Miraash Imthiyaz

Personal information
- Full name: Mohamed Miraash Imthiyaz
- Date of birth: 11 October 1999 (age 26)
- Place of birth: Maldives
- Height: 1.75 m (5 ft 9 in)
- Position: Winger

Team information
- Current team: CD Montcada

Youth career
- Early Touch Football Academy
- UE Cornellà

Senior career*
- Years: Team / Apps / (Gls)
- 2018–2020: CF Mollet UE / 24 / (2)
- 2020–2021: CF Parets / 16 / (2)
- 2021–2023: UE Rubí / 46 / (6)
- 2023–2025: Unificación Llefià CF
- 2025–: CD Montcada / 12 / (0)

International career^{‡}
- 2022: Maldives / 1 / (0)

= Miraash Imthiyaz =

Maldivian footballer (born 1999)

Mohamed Miraash Imthiyaz (މިރާޝް; born 11 October 1999) is a Maldivian professional footballer who plays as a winger for CD Montcada.

==Early life==
Imthiyaz was born on 11 October 1999 in the Maldives. Born to a pilot father, he is the older brother of Maldivian footballer Ibrahim Aayan Imthiyaz. A native of Malé, Maldives, he has been nicknamed "Ash".

==Club career==
As a youth player, Imthitaz joined the youth academy of Maldivian side Early Touch Football Academy. Following his stint there, he joined the youth academy of Spanish side UE Cornellà. During the summer of 2018, he signed for Spanish side CF Mollet UE, where he made twenty-four league appearances and scored two goals and helped the club achieve promotion from the sixth tier to the fifth tier.

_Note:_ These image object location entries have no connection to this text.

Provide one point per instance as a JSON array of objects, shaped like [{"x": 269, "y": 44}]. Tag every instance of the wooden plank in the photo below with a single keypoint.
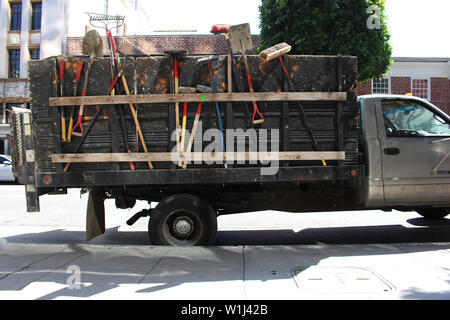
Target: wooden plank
[
  {"x": 199, "y": 97},
  {"x": 197, "y": 156}
]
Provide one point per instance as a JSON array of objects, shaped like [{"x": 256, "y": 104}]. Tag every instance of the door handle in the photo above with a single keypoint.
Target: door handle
[{"x": 391, "y": 151}]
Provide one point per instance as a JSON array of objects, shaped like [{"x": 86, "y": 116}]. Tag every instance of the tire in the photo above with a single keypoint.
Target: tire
[
  {"x": 183, "y": 220},
  {"x": 433, "y": 213}
]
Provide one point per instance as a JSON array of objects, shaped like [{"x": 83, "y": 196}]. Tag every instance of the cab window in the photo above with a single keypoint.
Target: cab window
[{"x": 411, "y": 119}]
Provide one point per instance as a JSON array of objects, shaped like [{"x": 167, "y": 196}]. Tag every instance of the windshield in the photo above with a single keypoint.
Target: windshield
[{"x": 410, "y": 118}]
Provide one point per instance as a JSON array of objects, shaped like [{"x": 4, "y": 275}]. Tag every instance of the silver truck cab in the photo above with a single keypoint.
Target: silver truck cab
[{"x": 406, "y": 144}]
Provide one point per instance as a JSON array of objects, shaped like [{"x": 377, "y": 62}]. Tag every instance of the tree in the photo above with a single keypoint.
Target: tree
[{"x": 330, "y": 27}]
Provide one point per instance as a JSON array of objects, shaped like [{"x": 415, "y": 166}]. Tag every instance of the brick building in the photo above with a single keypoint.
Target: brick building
[{"x": 428, "y": 78}]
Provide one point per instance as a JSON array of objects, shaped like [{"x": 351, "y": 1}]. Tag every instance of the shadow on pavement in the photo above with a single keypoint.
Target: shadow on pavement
[
  {"x": 158, "y": 270},
  {"x": 424, "y": 231}
]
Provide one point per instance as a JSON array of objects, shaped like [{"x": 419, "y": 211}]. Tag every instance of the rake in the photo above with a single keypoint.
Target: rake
[
  {"x": 99, "y": 20},
  {"x": 104, "y": 21}
]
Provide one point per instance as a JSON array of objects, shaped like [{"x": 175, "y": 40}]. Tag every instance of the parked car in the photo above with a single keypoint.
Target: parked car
[{"x": 6, "y": 168}]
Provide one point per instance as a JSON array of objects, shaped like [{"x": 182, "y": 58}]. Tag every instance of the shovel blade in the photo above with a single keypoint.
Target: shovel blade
[{"x": 240, "y": 38}]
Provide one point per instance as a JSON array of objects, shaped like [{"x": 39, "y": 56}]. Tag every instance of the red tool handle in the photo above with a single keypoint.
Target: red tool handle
[
  {"x": 61, "y": 70},
  {"x": 131, "y": 163},
  {"x": 255, "y": 106},
  {"x": 175, "y": 69},
  {"x": 220, "y": 28},
  {"x": 283, "y": 66},
  {"x": 199, "y": 108},
  {"x": 80, "y": 68}
]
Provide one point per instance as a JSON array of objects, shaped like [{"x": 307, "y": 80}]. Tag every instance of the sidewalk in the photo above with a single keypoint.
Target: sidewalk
[{"x": 83, "y": 271}]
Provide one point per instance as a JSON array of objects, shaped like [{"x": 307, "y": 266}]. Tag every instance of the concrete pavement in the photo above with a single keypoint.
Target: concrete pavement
[
  {"x": 82, "y": 271},
  {"x": 260, "y": 256}
]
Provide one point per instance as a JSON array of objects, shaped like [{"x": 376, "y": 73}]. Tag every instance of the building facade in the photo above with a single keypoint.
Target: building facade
[{"x": 428, "y": 78}]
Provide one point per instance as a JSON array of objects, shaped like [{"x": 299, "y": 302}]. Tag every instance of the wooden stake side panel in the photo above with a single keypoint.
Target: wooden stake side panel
[
  {"x": 315, "y": 78},
  {"x": 197, "y": 156},
  {"x": 199, "y": 97}
]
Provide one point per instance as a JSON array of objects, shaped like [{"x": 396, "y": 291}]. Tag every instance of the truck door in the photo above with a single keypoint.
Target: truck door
[{"x": 415, "y": 148}]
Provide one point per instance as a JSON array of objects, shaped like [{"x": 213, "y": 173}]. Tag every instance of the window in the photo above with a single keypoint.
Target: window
[
  {"x": 411, "y": 119},
  {"x": 35, "y": 54},
  {"x": 36, "y": 16},
  {"x": 16, "y": 16},
  {"x": 380, "y": 86},
  {"x": 420, "y": 88},
  {"x": 14, "y": 63}
]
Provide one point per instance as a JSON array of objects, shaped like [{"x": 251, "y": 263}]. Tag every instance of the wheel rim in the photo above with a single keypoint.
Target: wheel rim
[{"x": 182, "y": 227}]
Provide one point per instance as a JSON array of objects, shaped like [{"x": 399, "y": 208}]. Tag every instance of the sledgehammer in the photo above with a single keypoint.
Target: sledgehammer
[{"x": 277, "y": 51}]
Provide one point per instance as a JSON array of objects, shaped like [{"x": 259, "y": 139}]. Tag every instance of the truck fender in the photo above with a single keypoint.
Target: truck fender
[{"x": 95, "y": 214}]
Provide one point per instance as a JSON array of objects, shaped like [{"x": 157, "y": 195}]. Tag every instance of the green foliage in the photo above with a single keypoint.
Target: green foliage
[{"x": 329, "y": 27}]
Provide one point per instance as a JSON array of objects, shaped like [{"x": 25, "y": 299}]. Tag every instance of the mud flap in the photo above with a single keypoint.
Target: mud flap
[{"x": 95, "y": 215}]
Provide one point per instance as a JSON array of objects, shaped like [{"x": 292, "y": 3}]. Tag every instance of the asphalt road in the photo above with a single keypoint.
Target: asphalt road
[{"x": 259, "y": 255}]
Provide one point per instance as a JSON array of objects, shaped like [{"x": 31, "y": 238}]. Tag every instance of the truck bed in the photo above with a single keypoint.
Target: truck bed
[{"x": 39, "y": 151}]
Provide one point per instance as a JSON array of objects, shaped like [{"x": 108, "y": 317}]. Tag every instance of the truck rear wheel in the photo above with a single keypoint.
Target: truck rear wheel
[
  {"x": 183, "y": 220},
  {"x": 433, "y": 213}
]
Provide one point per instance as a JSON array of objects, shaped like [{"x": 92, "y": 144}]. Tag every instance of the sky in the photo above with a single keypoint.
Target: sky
[{"x": 418, "y": 28}]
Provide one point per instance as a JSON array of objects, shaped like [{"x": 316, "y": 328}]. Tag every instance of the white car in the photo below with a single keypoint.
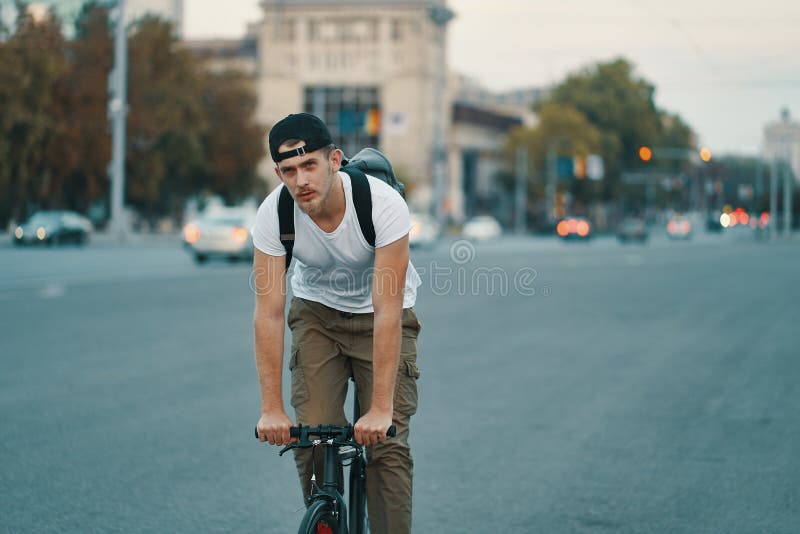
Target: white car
[
  {"x": 425, "y": 230},
  {"x": 482, "y": 227},
  {"x": 224, "y": 232}
]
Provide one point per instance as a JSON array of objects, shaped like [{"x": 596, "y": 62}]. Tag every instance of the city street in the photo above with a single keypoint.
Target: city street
[{"x": 566, "y": 387}]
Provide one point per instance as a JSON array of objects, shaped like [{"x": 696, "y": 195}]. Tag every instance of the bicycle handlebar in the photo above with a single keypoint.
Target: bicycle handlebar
[{"x": 328, "y": 431}]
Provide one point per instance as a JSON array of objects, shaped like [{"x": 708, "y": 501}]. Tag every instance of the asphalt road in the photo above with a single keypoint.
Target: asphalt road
[{"x": 565, "y": 388}]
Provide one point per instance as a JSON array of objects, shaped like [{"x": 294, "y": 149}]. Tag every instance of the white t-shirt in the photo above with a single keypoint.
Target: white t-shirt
[{"x": 335, "y": 268}]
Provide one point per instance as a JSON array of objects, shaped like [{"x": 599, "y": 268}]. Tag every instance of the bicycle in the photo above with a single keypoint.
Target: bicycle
[{"x": 326, "y": 511}]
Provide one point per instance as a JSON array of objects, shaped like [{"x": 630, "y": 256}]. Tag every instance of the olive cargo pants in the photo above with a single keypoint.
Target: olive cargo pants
[{"x": 327, "y": 346}]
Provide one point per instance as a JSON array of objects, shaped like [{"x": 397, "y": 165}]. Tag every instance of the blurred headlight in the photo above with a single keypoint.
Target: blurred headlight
[
  {"x": 191, "y": 233},
  {"x": 239, "y": 234}
]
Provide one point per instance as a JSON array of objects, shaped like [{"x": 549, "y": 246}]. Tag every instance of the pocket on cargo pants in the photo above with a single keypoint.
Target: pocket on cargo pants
[{"x": 299, "y": 385}]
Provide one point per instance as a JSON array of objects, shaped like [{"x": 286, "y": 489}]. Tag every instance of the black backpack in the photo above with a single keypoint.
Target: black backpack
[{"x": 368, "y": 160}]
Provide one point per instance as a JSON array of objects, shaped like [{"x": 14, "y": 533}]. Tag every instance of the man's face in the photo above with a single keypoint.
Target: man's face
[{"x": 309, "y": 177}]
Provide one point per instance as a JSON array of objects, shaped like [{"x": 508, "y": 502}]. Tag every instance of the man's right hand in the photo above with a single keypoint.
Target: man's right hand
[{"x": 274, "y": 427}]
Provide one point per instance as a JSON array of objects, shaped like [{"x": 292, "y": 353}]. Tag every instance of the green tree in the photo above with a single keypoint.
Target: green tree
[
  {"x": 81, "y": 148},
  {"x": 562, "y": 131},
  {"x": 166, "y": 121},
  {"x": 233, "y": 142},
  {"x": 621, "y": 106},
  {"x": 32, "y": 61}
]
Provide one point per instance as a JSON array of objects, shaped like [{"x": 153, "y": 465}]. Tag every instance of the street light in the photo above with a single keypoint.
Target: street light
[{"x": 440, "y": 16}]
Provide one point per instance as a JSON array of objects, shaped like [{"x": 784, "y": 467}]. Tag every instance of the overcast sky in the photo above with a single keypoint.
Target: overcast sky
[{"x": 727, "y": 67}]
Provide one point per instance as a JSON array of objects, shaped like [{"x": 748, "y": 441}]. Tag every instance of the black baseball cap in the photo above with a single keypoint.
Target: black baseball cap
[{"x": 303, "y": 126}]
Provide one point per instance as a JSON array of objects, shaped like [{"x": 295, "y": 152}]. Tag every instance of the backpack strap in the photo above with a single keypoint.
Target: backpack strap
[
  {"x": 362, "y": 200},
  {"x": 286, "y": 222}
]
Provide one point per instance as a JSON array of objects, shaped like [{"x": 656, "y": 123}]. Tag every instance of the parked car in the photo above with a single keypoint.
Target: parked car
[
  {"x": 679, "y": 227},
  {"x": 632, "y": 229},
  {"x": 224, "y": 233},
  {"x": 482, "y": 227},
  {"x": 54, "y": 227},
  {"x": 425, "y": 230},
  {"x": 574, "y": 228}
]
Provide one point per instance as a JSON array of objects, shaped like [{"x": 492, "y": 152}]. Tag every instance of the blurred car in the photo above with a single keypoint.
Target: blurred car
[
  {"x": 223, "y": 233},
  {"x": 714, "y": 223},
  {"x": 54, "y": 227},
  {"x": 632, "y": 229},
  {"x": 425, "y": 230},
  {"x": 482, "y": 227},
  {"x": 574, "y": 228},
  {"x": 679, "y": 227}
]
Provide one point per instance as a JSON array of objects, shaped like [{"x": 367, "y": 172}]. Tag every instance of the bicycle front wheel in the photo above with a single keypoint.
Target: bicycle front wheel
[{"x": 319, "y": 519}]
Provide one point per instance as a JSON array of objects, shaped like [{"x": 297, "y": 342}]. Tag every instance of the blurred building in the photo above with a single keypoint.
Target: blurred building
[
  {"x": 782, "y": 142},
  {"x": 515, "y": 102},
  {"x": 477, "y": 156},
  {"x": 171, "y": 10},
  {"x": 367, "y": 67},
  {"x": 370, "y": 69},
  {"x": 221, "y": 55}
]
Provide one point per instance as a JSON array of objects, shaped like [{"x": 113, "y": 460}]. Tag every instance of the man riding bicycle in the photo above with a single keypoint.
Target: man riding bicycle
[{"x": 351, "y": 314}]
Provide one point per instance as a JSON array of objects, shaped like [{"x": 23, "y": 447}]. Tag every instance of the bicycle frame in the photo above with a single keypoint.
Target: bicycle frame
[{"x": 349, "y": 519}]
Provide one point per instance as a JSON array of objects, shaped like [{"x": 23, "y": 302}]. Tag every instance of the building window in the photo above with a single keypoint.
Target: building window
[
  {"x": 352, "y": 114},
  {"x": 397, "y": 29}
]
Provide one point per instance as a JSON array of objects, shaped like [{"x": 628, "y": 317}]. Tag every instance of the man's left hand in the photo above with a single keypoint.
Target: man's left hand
[{"x": 372, "y": 427}]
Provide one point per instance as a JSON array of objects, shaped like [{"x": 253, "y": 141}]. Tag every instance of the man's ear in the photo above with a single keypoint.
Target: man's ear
[{"x": 336, "y": 159}]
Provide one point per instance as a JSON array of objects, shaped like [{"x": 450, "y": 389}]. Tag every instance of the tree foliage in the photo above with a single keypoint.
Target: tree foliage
[
  {"x": 189, "y": 131},
  {"x": 608, "y": 109}
]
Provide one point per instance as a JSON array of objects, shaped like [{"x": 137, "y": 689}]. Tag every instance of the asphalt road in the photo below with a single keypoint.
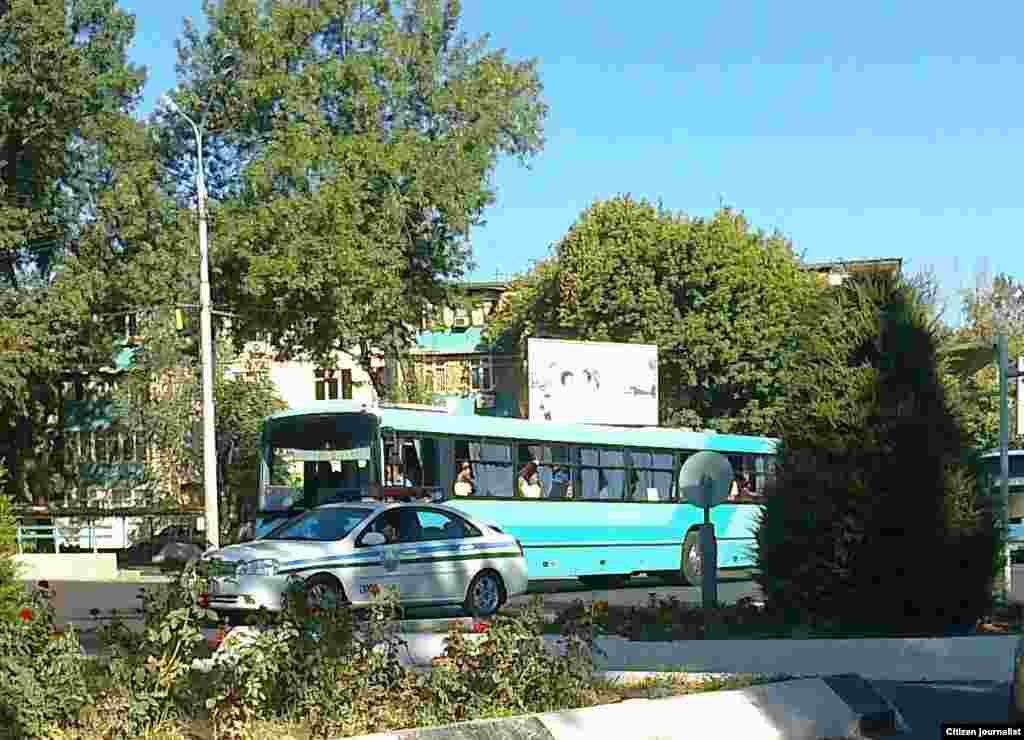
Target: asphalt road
[
  {"x": 75, "y": 599},
  {"x": 926, "y": 706}
]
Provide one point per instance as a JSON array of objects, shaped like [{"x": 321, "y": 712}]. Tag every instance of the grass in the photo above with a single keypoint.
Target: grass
[
  {"x": 606, "y": 692},
  {"x": 671, "y": 622}
]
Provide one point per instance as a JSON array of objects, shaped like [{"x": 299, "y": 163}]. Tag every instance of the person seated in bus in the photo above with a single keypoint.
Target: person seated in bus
[
  {"x": 395, "y": 476},
  {"x": 528, "y": 483},
  {"x": 464, "y": 481},
  {"x": 560, "y": 483}
]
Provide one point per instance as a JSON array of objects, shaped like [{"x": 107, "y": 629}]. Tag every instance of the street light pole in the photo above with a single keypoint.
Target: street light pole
[{"x": 210, "y": 494}]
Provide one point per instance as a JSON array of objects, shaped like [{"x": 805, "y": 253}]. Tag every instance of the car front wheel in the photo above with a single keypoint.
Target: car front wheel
[
  {"x": 485, "y": 595},
  {"x": 324, "y": 592}
]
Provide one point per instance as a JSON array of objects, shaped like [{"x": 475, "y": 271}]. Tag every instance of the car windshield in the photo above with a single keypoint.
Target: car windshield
[{"x": 320, "y": 524}]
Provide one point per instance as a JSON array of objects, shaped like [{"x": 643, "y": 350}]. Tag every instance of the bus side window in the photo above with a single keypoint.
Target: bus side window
[
  {"x": 652, "y": 476},
  {"x": 602, "y": 474},
  {"x": 554, "y": 471},
  {"x": 494, "y": 474}
]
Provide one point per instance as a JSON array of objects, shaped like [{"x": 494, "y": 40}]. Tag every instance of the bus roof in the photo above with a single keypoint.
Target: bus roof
[{"x": 440, "y": 422}]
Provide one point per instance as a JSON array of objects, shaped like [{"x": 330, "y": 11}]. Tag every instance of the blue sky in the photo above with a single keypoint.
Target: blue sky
[{"x": 879, "y": 129}]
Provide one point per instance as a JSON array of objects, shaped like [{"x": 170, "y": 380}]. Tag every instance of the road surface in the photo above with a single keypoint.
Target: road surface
[
  {"x": 926, "y": 706},
  {"x": 75, "y": 599}
]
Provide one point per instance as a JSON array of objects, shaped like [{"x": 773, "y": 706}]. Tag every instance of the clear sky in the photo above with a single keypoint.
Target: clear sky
[{"x": 860, "y": 130}]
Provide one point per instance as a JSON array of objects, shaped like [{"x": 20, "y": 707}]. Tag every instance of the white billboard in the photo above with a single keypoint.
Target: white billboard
[{"x": 592, "y": 382}]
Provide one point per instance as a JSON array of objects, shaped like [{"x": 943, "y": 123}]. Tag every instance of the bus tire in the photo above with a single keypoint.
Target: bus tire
[{"x": 692, "y": 561}]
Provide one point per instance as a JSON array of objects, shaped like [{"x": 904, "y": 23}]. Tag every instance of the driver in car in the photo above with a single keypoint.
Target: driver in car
[{"x": 390, "y": 529}]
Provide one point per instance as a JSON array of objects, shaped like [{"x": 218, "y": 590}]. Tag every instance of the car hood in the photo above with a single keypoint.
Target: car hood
[{"x": 284, "y": 551}]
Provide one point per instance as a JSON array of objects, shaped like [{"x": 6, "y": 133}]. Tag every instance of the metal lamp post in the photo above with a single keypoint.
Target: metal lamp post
[{"x": 206, "y": 341}]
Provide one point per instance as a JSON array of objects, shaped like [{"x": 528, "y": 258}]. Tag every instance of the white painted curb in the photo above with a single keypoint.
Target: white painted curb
[
  {"x": 805, "y": 709},
  {"x": 968, "y": 658}
]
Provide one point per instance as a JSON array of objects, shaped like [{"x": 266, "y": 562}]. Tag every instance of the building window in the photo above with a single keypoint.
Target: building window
[
  {"x": 328, "y": 388},
  {"x": 440, "y": 378},
  {"x": 480, "y": 375}
]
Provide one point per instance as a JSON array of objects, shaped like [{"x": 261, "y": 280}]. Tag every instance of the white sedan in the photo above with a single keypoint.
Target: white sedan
[{"x": 430, "y": 554}]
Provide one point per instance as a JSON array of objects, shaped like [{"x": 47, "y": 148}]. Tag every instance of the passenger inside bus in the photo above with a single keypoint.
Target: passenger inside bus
[
  {"x": 560, "y": 484},
  {"x": 528, "y": 484},
  {"x": 464, "y": 481}
]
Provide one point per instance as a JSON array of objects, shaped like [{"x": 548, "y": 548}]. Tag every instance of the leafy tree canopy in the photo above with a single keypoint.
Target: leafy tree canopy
[
  {"x": 72, "y": 204},
  {"x": 721, "y": 301},
  {"x": 351, "y": 147},
  {"x": 877, "y": 490},
  {"x": 975, "y": 391}
]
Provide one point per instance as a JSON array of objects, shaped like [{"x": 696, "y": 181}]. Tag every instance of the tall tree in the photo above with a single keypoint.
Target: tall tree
[
  {"x": 720, "y": 300},
  {"x": 66, "y": 90},
  {"x": 351, "y": 150},
  {"x": 877, "y": 491},
  {"x": 987, "y": 312}
]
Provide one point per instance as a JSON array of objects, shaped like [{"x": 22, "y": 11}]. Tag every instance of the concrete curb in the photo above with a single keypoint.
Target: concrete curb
[
  {"x": 914, "y": 659},
  {"x": 807, "y": 709}
]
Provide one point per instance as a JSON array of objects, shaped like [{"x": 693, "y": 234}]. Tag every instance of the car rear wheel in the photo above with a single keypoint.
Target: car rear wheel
[
  {"x": 324, "y": 592},
  {"x": 485, "y": 596}
]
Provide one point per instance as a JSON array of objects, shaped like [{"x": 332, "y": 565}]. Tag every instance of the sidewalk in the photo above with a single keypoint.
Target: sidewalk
[{"x": 810, "y": 709}]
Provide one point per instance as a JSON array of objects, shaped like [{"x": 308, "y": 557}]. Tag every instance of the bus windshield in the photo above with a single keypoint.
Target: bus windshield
[{"x": 315, "y": 459}]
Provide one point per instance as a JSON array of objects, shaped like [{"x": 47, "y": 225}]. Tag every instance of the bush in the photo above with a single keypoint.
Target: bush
[
  {"x": 43, "y": 675},
  {"x": 11, "y": 593},
  {"x": 148, "y": 676},
  {"x": 877, "y": 515}
]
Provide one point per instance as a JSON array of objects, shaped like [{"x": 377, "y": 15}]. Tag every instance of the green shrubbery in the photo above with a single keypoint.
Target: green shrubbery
[
  {"x": 43, "y": 675},
  {"x": 10, "y": 589},
  {"x": 879, "y": 516},
  {"x": 329, "y": 671}
]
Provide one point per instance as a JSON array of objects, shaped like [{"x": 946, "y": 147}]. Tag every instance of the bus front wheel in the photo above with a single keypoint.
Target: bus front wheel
[{"x": 692, "y": 565}]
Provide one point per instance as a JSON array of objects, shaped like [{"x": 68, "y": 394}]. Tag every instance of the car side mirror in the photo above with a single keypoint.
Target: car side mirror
[{"x": 373, "y": 538}]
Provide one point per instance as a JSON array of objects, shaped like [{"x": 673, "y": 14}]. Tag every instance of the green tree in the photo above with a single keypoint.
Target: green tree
[
  {"x": 975, "y": 391},
  {"x": 879, "y": 513},
  {"x": 351, "y": 149},
  {"x": 66, "y": 93},
  {"x": 160, "y": 399},
  {"x": 720, "y": 300},
  {"x": 10, "y": 588}
]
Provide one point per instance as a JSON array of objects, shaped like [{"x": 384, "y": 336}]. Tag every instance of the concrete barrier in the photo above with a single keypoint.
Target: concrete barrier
[
  {"x": 808, "y": 709},
  {"x": 970, "y": 658},
  {"x": 967, "y": 658},
  {"x": 68, "y": 566}
]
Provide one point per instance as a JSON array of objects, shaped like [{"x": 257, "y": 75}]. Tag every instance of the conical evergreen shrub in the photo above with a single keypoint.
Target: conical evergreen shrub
[{"x": 878, "y": 516}]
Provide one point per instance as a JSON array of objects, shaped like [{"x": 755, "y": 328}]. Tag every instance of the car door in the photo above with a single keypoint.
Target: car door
[
  {"x": 439, "y": 555},
  {"x": 378, "y": 565}
]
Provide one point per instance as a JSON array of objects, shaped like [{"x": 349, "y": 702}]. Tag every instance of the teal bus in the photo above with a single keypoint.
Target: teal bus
[
  {"x": 596, "y": 503},
  {"x": 1015, "y": 510}
]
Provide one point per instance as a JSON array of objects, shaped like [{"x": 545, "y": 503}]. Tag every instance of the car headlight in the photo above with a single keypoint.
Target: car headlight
[{"x": 258, "y": 567}]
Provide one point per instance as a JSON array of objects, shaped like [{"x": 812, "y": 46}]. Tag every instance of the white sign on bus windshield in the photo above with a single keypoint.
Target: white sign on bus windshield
[
  {"x": 329, "y": 455},
  {"x": 592, "y": 382}
]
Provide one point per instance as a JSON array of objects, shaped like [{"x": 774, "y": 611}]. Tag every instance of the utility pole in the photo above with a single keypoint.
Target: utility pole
[
  {"x": 210, "y": 491},
  {"x": 1003, "y": 362},
  {"x": 1020, "y": 396}
]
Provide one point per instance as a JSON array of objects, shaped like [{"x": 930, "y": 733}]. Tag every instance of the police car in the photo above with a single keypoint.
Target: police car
[{"x": 429, "y": 554}]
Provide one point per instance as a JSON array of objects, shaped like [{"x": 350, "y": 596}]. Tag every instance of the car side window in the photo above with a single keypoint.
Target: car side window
[
  {"x": 435, "y": 525},
  {"x": 386, "y": 524}
]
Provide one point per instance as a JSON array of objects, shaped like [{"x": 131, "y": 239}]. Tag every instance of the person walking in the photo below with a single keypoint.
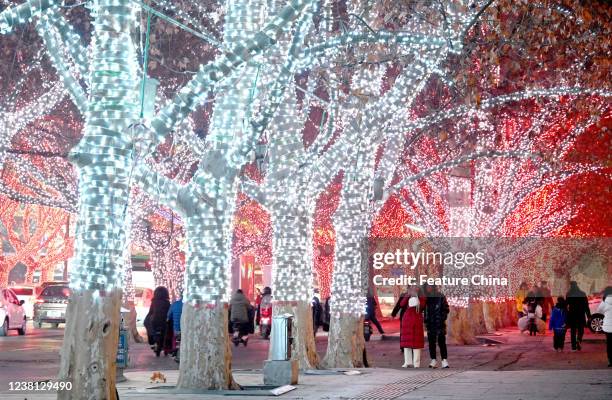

Two years later, he signed for Spanish side CF Parets, where he made sixteen league appearances and scored two goals. One year later, he signed for Spanish side UE Rubí, where he made forty-six league appearances and scored six goals. Subsequently, he signed for Spanish side Unificación Llefià CF in 2023. Ahead of the 2025–26 season, he signed for Spanish side CD Montcada.

==International career==
Imthiyaz is a Maldives international. On 17 December 2022, he debuted for the Maldives during a 1–3 away friendly loss to Singapore.